Angelou moved to New York, where she was chosen for a featured role in a production of
George Gershwin's opera «Porgy and Bess» with this troupe she toured twenty-two countries in
Europe and Africa. She also studied dance with Martha Graham, Pearl Primus and Ann Halprin, and later performed in many plays and operas. She also served as a newspaper or magazine editor at different times, and in places such as Cairo, Egypt.
She returned to California in 1966 and wrote «Black, Blues, Black» (1968), a ten-part television series about the role of African culture in American life. In 1970 she published her first book, the autobiographical «I Know Why the Caged Bird Sings», released to wide critical acclaim, it won a nomination for the National Book Award. «Just Give Me a Cool Drink of Water 'fore I Diiie», 1971, a collection of poems, was nominated for a
Pulitzer Prize.
Beginning in 1972 when her screenplay «Georgia, Georgia» was produced, Angelou saw many of her works become feature films, becoming the first African-American woman to have a feature film adapted from one of her own stories.
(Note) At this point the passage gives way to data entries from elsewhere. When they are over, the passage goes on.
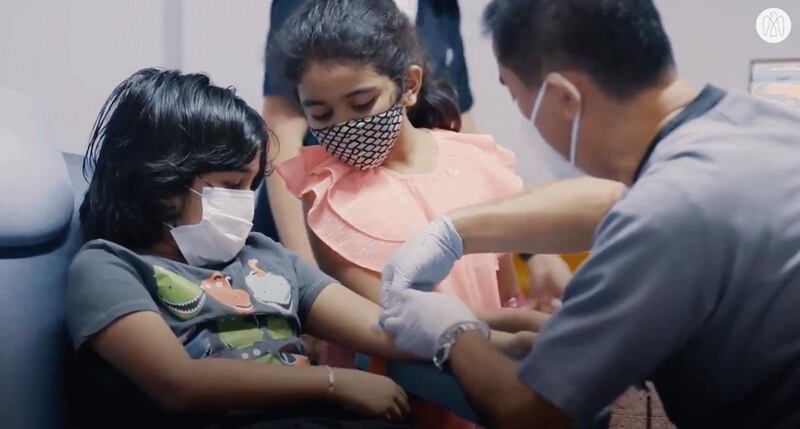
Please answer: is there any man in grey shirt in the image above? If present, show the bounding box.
[382,0,800,428]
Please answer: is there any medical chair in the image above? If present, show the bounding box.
[0,87,86,429]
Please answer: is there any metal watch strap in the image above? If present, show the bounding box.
[433,322,491,370]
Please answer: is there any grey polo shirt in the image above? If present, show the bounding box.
[519,87,800,428]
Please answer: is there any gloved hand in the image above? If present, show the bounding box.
[380,289,490,359]
[381,216,464,306]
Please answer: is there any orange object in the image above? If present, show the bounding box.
[561,252,590,273]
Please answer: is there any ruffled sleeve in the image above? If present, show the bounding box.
[277,130,522,278]
[277,146,428,272]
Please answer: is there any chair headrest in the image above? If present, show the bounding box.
[0,87,74,248]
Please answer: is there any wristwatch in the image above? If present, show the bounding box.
[433,322,492,370]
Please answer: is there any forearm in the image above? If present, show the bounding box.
[451,178,624,254]
[308,284,414,359]
[475,308,550,332]
[263,96,315,263]
[497,253,519,305]
[174,359,332,412]
[450,332,569,429]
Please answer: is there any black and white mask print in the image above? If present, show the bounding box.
[311,103,404,170]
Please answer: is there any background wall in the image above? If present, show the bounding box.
[0,0,800,164]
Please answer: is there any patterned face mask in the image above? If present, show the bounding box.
[311,103,404,170]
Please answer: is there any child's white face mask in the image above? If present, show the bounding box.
[170,187,255,267]
[311,103,404,170]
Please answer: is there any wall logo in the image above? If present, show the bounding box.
[756,7,792,43]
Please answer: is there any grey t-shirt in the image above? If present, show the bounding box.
[67,233,336,365]
[519,88,800,428]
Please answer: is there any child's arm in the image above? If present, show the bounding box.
[475,308,551,332]
[89,311,408,418]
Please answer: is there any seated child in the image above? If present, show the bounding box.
[67,69,416,428]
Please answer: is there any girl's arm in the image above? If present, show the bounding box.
[303,194,381,305]
[497,253,519,304]
[306,284,412,359]
[89,311,408,418]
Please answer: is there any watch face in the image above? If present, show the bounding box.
[433,346,448,369]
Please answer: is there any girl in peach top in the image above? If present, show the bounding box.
[278,0,536,330]
[268,0,543,428]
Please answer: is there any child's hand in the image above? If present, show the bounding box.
[331,369,411,421]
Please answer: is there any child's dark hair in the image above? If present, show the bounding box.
[80,69,269,249]
[278,0,461,131]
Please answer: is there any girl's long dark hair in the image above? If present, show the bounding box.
[278,0,461,131]
[80,69,268,249]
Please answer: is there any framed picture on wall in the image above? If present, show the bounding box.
[750,59,800,109]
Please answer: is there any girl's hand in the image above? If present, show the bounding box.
[331,369,411,421]
[492,331,536,360]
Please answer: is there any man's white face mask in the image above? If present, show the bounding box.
[528,73,586,180]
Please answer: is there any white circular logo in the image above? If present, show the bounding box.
[756,7,792,43]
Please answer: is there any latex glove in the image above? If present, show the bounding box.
[380,289,489,359]
[381,216,464,306]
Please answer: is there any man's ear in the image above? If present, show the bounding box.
[545,73,581,120]
[401,65,425,108]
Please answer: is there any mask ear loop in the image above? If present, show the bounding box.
[551,72,582,166]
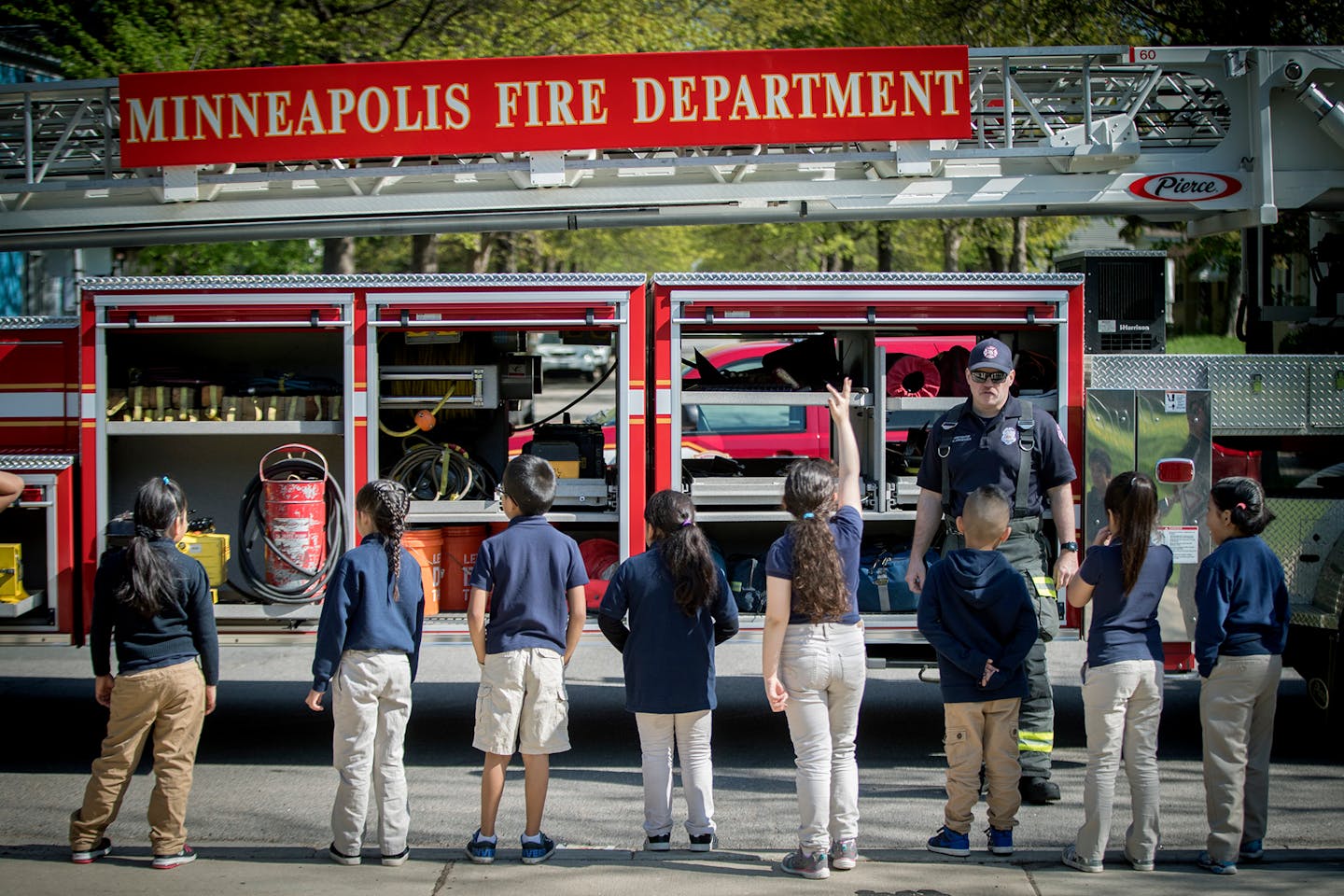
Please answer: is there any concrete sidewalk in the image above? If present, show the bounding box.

She went on to directed a film, and even recieved nominations for her theatrical, as well as cinematic, performances.
By 1986 Angelou had published four more autobiographical volumes: «Gather Together in My
Name», 1974; «Singin' and Swingin' and Gettin' Merry Like Christmas», 1976; «The Heart of a
Woman», 1981, about her work with Martin Luther King, Jr. and Malcolm X; and «All God' s
Children Need Traveling Shoes», 1986, about the complexities of life in Ghana. These are but a few of many books she has produced, including volumes of peotry,
Angelou's many honors included an American Academy of Achievement Award in 1990 and a
Horatio Alger Award in 1992; she also received more than fifty honorary degrees. Angelou' s work reached its largest single audience in January 1993 when she recited her poem
"On the Pulse of Morning" at the inauguration of President William Clinton; she was the first poet
to receive such an invitation since Robert Frost in 1961.